Poison Ivy (1953) ***1/2  The first of many French films in which American actor Eddie Constantine portrays hard-drinking, quick-fisted, womanizing FBI agent Lemmy Caution, Poison Ivy is an amusingly rakish contribution to hard-boiled crime cinema, with Caution coming across as a fairly lighthearted detective as far as the genre goes and giving the viewer an easy hero to like.

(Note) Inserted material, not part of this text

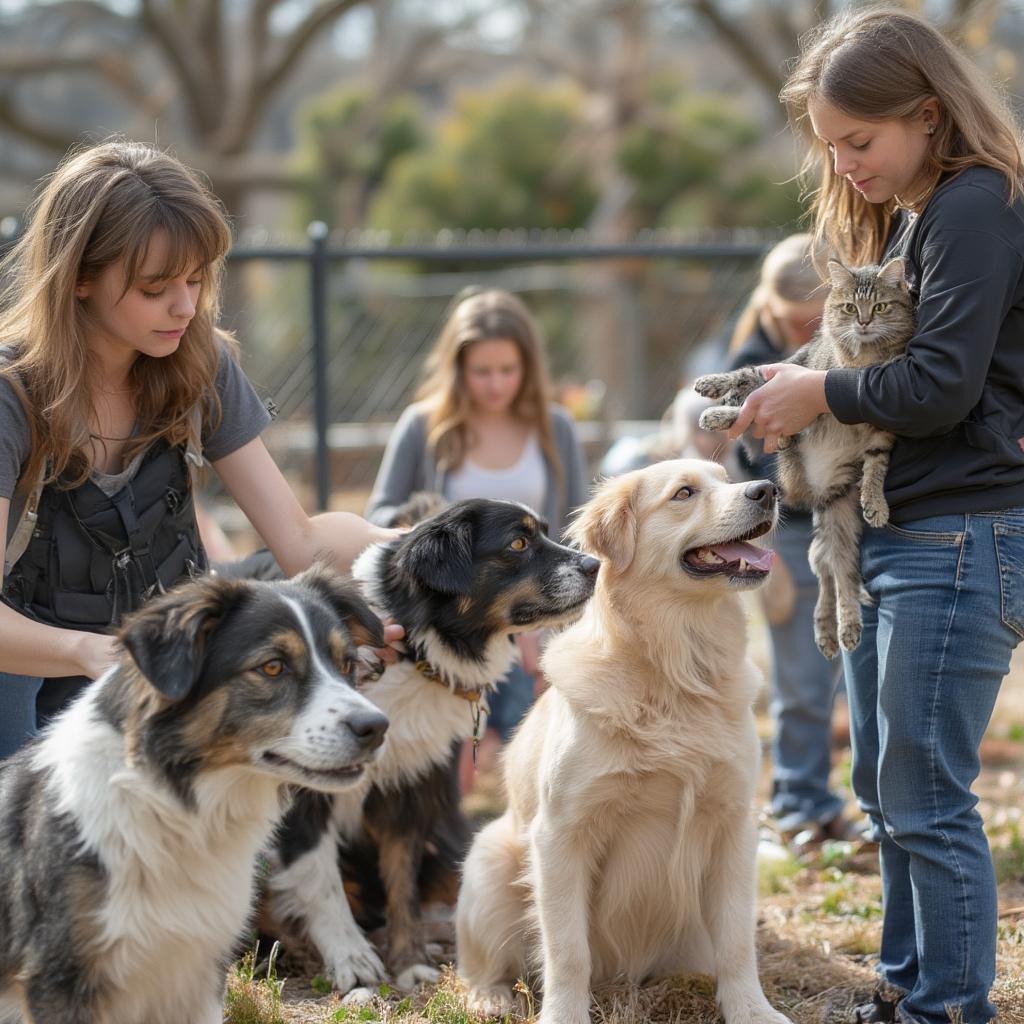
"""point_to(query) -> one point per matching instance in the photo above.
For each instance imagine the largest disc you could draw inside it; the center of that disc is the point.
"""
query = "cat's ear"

The story involves a sidetracked shipment of American gold in Morocco and an accumulating tally of corpses connected with the caper.  Caution is assigned to sort things out and even finds the time, naturally, to teasingly romance mysterious nightclub singer Carlotta de la Rue, “the Poison Ivy Kid” (Dominique Wilms), who inconveniently happens to be the girlfriend of Rudy Saltierra (Howard Vernon, a familiar face from the horror and sexploitation films of Jess Franco), the sinister figure at the center of the gold and murder intrigues.

Wilms is as sexy as femmes fatales get, Vernon is a natural-born villain of distinction, and craggy-faced Constantine is the personification of 1950s tough guy charm as Lemmy Caution, a character who must surely be some kind of alcoholic considering how much liquor he pours down his throat before getting around to beating the bad guy and inevitably winning the girl.  Audiences today might find Poison Ivy‘s pace a bit casual, but the film is a good time if given a chance, and benefits considerably from location shooting in Morocco.  Recommended to open-minded admirers of things hard-boiled, Poison Ivy earns 3.5 of 5 stars.